Istar se mordió el labio – cuando llegue a Alea, lo hice como una esclava dispuesta a lo que fuera, ya no tenía mucho que perder o al menos eso creía, Reinald me encontró, me amenazo y me engaño; logro convencerme de que merecías morir

– entonces ¿Por qué no lo hiciste?

– porque me di cuenta de todo era una mentira, me cautivaste casi desde el primer momento

– me salvaste

– aun no... tengo que regresar a Cali

– ¿Qué? ¿Por qué? – preguntaba exaltado

Istar sabía que había llegado la hora de las explicaciones – prometí ir con Hakim si venía a salvarte la vida

– ¿Qué?

– fue la única opción que tenía, yo...

– entonces lo que le dijiste a Reinald era...

– cierto... yo no podía correr con el riesgo de que Reinald quedara con vida, si algo me sucedía, entonces Hakim aseguraría tu vida

– le diste muchas vueltas a las cosas ¿No?

– lo planee para que no fallara

– pues suena como a un plan muy egoísta

– por asegurar tu existencia yo soy capaz de lo que sea

– entonces ¿Por qué desapareciste todo este tiempo?

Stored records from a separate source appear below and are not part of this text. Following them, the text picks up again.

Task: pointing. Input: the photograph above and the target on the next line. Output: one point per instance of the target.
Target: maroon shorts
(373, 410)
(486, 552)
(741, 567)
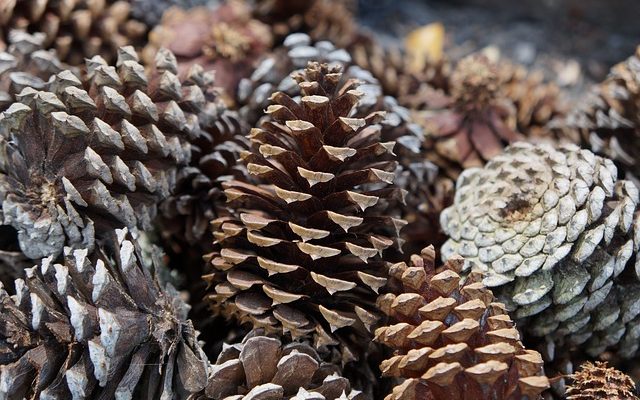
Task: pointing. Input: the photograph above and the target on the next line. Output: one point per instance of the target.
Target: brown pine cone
(77, 29)
(262, 367)
(98, 151)
(25, 64)
(451, 339)
(226, 40)
(607, 121)
(304, 251)
(97, 325)
(599, 381)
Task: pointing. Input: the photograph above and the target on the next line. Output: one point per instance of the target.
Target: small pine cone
(225, 39)
(25, 64)
(477, 121)
(119, 136)
(97, 325)
(608, 119)
(599, 381)
(413, 89)
(451, 339)
(198, 196)
(303, 250)
(76, 29)
(556, 234)
(262, 367)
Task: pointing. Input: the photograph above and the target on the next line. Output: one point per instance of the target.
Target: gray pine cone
(262, 367)
(25, 64)
(98, 151)
(556, 234)
(97, 326)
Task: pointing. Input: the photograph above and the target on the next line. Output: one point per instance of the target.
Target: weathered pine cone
(25, 64)
(97, 326)
(303, 251)
(556, 234)
(225, 39)
(608, 119)
(599, 381)
(262, 367)
(118, 134)
(451, 339)
(77, 29)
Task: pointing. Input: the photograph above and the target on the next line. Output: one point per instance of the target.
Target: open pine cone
(98, 151)
(262, 367)
(556, 234)
(599, 381)
(451, 339)
(97, 326)
(608, 119)
(225, 39)
(303, 251)
(76, 29)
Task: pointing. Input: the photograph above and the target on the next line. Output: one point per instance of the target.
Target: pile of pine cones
(255, 200)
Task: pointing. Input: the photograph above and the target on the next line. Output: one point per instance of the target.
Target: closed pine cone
(556, 234)
(599, 381)
(119, 136)
(451, 340)
(262, 367)
(97, 325)
(77, 29)
(304, 250)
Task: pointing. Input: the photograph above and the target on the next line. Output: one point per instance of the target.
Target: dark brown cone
(304, 250)
(262, 367)
(119, 136)
(607, 121)
(599, 381)
(226, 40)
(76, 29)
(25, 64)
(451, 339)
(97, 326)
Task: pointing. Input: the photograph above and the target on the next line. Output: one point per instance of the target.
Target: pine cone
(599, 381)
(608, 121)
(263, 367)
(225, 39)
(97, 326)
(451, 339)
(303, 251)
(75, 28)
(413, 89)
(118, 135)
(25, 64)
(554, 231)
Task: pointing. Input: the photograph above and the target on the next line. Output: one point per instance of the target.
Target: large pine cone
(75, 28)
(416, 175)
(25, 64)
(608, 120)
(262, 367)
(97, 326)
(303, 251)
(557, 235)
(599, 381)
(97, 151)
(451, 339)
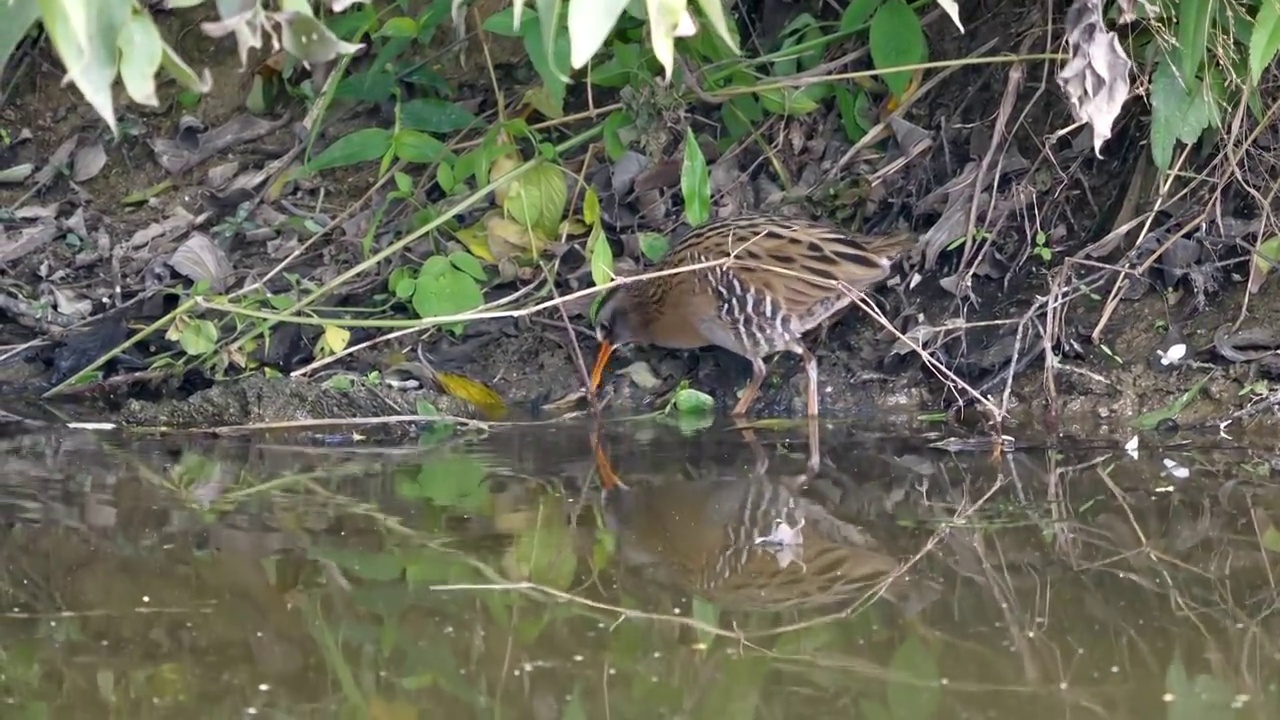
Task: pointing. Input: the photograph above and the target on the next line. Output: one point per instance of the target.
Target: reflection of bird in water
(741, 542)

– porque Reinald iba a tratar de asesinarme

– si me lo hubieras dicho

– no Kail... si yo te decía lo que ocurría, solo te iba a acarrear más y más problemas, Reinald seguramente te expondría ante un tribunal y aseguraría el trono para sí mimo, además... tenía que estar segura de que tu podrías sobrevivir por tu cuenta

– ¡Tú... tú no decidas por mí! – Kail estaba molesto – ¿Por qué lo hiciste?

– Porque te amo – las lágrimas comenzaron a rodar por su rostro

– ¿Y consideraste mi vida sin ti?

Istar temblaba, él usaba ese horrible tono que tenía para expresar su enfado – entiende que estas vivo y esa es la única razón que necesito para hacer lo que sea

– ¿Cómo me pides que viva? si la única razón, la única mujer a la que amo va a estar en los brazos de otro, lo besara, amanecerá todos los días junto a él y por las noches...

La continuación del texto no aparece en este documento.